Nino sudah kembali ke bumi. Dia masih setia menunggu pemilik tubuh yang sedang merampungkan kisah hidupnya. Katanya, sih begitu.
Saat ini entah mengapa Nino bisa terdampar di sebuah sekolah tempat ia mengajar. Lebih parahnya lagi, dia terdampar di kelasnya.
“Hei, kalian semua, hari ini kita berencana membesuk wali kelas kita, kalian ingin ikut tidak!?” tanya salah seorang siswa yang diketahui menjabat sebagai Ketua kelas.
“Hah, kalau itu alangkah baiknya perwakilan saja,” jawab siswa lain.
“Itu benar, dan lebih baik lagi jika yang membesuk Pak Nino pengurus kelas saja,” usul siswa lainnya.
Semua siswa di kelas itu mengangguk menyetujuinya.
“Apa selain pengurus, tidak ada yang ingin ikut membesuk?” tanya Ketua kelas lagi.
Tidak ada jawaban.
Tidak tahu saja bahwa diskusi mereka sedari tadi disaksikan oleh Nino yang berdiri di pojok kelas, meski begitu tak ada seorang pun yang mampu melihatnya.
Nino menekuk wajahnya, anak-anak didiknya seakan tak berniat membesuknya yang baru saja mengalami musibah, sungguh ia merasa kecewa.
“Mereka benar-benar tidak tahu sopan santun, seharusnya mereka membesukku!” marah Nino.
“Kau akan tahu alasannya mengapa mereka tak ingin membesukmu,” kata Malaikat yang menjadi pengawas Nino.
“Huh?” beo Nino.
“Teman-teman, haruskah kita membawa sesuatu untuk Pak Nino?” tanya Ketua kelas kembali.
“Tidak usah saja, kudengar di ruang guru tadi, beliau sedang mengalami koma, memangnya orang koma bisa makan, tidak bukan? Sia-sia saja makanan yang kita beli menggunakan uang kelas,” sahut salah satu siswa.
“Kau ini yang benar saja, apa benar Pak Nino sedang koma?” tanya siswa lainnya.
“Serius, mana mungkin aku bercanda, dan kalian tahu apa penyebab Pak Nino kecelakaan!?”
“Apa?” tanya semua siswa itu penasaran, mungkin hanya ada dua siswa yang bersikap biasa saja.
“Beliau menabrak pembatas jalan dan juga tempat sampah yang terbuat dari beton, dengan kecepatan yang lumayan tinggi!” serunya.
“Wah! Tak kusangka orang yang menerapkan kedisiplinan justru melanggar peraturan lalu lintas, hingga menabrak pembatas jalan dan tempat sampah,” komentar seorang siswa laki-laki.
“Rasakan itu, dasar Killer Bear!” ujar siswa lain berjenis kelamin perempuan.
“Sepertinya kau memiliki dendam pada Pak Nino?” tanya sang ketua kelas.
“Tentu saja, dia pernah menghukumku dengan kejamnya untuk berdiri di bawah terik matahari. Bukan itu saja, dia bahkan mengolokku dengan kata-kata pedasnya, dan menyita semua alat makeup milikku!” serunya kesal.
“Wajah saja tampan, tapi sayang tak memiliki hati, tidak tahukah dia jika makeup, itu barang penting kaum hawa?” keluhnya.
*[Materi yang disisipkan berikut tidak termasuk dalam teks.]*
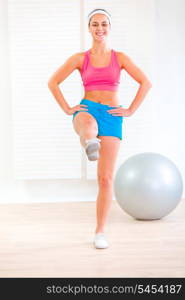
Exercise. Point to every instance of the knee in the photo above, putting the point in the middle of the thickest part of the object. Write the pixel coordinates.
(90, 123)
(105, 180)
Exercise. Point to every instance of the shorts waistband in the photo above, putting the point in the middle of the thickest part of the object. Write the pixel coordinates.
(90, 102)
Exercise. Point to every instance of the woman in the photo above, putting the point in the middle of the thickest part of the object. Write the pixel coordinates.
(98, 118)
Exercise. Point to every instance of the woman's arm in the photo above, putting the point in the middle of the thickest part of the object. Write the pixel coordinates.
(60, 75)
(136, 73)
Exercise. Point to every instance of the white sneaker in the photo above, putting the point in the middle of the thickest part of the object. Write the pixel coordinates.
(100, 241)
(92, 148)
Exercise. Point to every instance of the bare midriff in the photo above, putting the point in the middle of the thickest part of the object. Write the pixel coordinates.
(104, 97)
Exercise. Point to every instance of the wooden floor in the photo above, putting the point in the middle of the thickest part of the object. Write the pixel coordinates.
(55, 240)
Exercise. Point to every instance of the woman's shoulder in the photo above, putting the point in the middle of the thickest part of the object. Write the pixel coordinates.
(80, 58)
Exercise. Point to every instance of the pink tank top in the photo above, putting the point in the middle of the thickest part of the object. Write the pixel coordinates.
(100, 78)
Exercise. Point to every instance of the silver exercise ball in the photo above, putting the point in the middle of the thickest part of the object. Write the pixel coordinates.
(148, 186)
“Aku juga pernah mendapatkan hukuman darinya, membersihkan toilet selama 3 bulan di bawah pengawasannya langsung, itu sangat mengerikan!” komentar siswa laki-laki.
“Killer Bear itu juga tak pernah memberikan nilai tambah bagi siswanya yang sudah berusaha keras!” seru siswa lainnya lagi.
“Baiklah kita tak akan membawa apa pun,” putus Ketua kelas.
“Maaf menyela, sebaiknya tetap membawa buah tangan untuk keluarganya yang menunggu,” interupsi Vian.
Semua temannya serentak menoleh ke arahnya.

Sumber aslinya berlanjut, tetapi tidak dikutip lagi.